Furniture, mostly to commission for private collectors and public places but I also sell directly at our showroom in Perthshire and Contemporary Applied Arts Gallery in London. I have been a designer for 35 years and a maker for 25.
What does making mean to you?
Three elements. I manage a beautiful local woodland to provide the raw material. I design – it’s my passion. And I immerse myself in physically-demanding woodwork. In the last few years I’ve been steam-bending, getting small-section green timber from a unique broadleaf woodland I’m managing.
Tell us more about that
Steam-bending is like 3D sketching in wood. The process creates the mark. I aim for pure flowing lines to seem light and effortless. Once the wood is saturated with steam I have just one or two minutes to coax, push, slide and fix it into position. However the wood’s got its own mind, intention and story, and each piece bends slightly differently depending on the grain and fibres – it’s not absolutely consistent. You can see this in my Forth Bench. I don’t discard something that’s not perfect but work with the slight irregularity.
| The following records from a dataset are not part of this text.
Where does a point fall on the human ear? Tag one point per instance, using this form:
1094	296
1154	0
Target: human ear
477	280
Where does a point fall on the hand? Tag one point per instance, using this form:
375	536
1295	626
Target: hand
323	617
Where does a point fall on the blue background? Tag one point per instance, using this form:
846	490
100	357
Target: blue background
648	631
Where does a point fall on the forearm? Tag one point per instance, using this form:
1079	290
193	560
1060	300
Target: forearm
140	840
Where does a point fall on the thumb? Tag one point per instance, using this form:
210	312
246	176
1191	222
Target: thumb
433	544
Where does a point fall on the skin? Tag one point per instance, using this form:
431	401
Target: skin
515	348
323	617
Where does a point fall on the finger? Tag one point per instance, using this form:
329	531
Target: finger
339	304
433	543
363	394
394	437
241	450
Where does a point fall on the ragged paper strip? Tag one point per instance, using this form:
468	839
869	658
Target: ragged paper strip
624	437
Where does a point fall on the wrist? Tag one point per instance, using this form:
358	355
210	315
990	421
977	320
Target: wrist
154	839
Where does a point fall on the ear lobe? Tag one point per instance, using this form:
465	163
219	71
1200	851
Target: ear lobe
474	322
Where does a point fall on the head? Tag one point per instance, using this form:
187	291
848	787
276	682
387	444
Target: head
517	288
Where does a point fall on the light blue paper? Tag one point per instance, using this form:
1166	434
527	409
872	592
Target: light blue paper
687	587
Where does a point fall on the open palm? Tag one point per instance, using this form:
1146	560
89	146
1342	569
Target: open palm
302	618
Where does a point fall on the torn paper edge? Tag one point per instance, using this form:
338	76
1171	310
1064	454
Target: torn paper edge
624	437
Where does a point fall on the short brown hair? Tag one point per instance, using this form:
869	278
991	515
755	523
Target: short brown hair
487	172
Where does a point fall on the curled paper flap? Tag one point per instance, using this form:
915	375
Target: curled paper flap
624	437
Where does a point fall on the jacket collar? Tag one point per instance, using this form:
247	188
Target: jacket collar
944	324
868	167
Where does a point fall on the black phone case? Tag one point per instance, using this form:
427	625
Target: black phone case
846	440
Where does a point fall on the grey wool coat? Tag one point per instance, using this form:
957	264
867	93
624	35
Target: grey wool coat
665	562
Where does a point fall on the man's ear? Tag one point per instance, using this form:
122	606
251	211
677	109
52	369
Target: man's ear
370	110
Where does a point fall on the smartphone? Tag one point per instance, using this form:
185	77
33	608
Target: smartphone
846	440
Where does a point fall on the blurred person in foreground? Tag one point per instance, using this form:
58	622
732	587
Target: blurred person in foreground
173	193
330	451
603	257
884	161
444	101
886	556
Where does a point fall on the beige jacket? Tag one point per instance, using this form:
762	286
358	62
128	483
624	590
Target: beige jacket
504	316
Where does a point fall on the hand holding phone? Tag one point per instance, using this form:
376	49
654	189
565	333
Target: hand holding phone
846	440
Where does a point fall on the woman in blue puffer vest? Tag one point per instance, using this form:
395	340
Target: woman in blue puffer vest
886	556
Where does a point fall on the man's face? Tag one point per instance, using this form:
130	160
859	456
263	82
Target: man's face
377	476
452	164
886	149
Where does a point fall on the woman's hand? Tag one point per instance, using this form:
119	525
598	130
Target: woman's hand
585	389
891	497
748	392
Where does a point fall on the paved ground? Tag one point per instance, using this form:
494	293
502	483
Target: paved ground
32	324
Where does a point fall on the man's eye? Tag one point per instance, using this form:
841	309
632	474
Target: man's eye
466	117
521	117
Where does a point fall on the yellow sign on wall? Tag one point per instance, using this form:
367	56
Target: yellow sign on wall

How did you come to be a maker?
It was simply that I loved design. I did a BSc in Industrial Design at Napier University, Edinburgh. Then I got disillusioned with designing mass-market plastics. So I retrained in practical furniture making at Rycotewood College. Next big step: moving to Scotland and setting-up a studio-workshop in Perthshire. Then I became co-owner of local woodland.
What motivates you?
I need to work with my hands. I get a lot of satisfaction from turning ideas into reality, a sense of achievement, too. The best thing for me is designing furniture with meaning and joy for my clients. Actually, I’m obsessed by the place, people and function of the current design commission, trying to achieve something new and push the boundaries. And I am a mentor on the Crafts Council Hothouse programme
How does your studio further your work?
I bought it from a joiner (carpenter) – a two-story workshop that’s been in continuous use for woodwork since the 1880s. We improved heating and dust extraction. The heavy noisy woodwork machines are downstairs and a large light airy space on top. We steam-bend up to 5 metre lengths of wood using manpower so it’s very physically demanding. It’s great to be in the centre of a small market town so near to local shops and cafes and easy for people to find us.
And your ambitions?
To continue to mentor and teach, and to help people understand the value of our local native woodlands.
Find a supportive partner as it will be tough financially in the early years!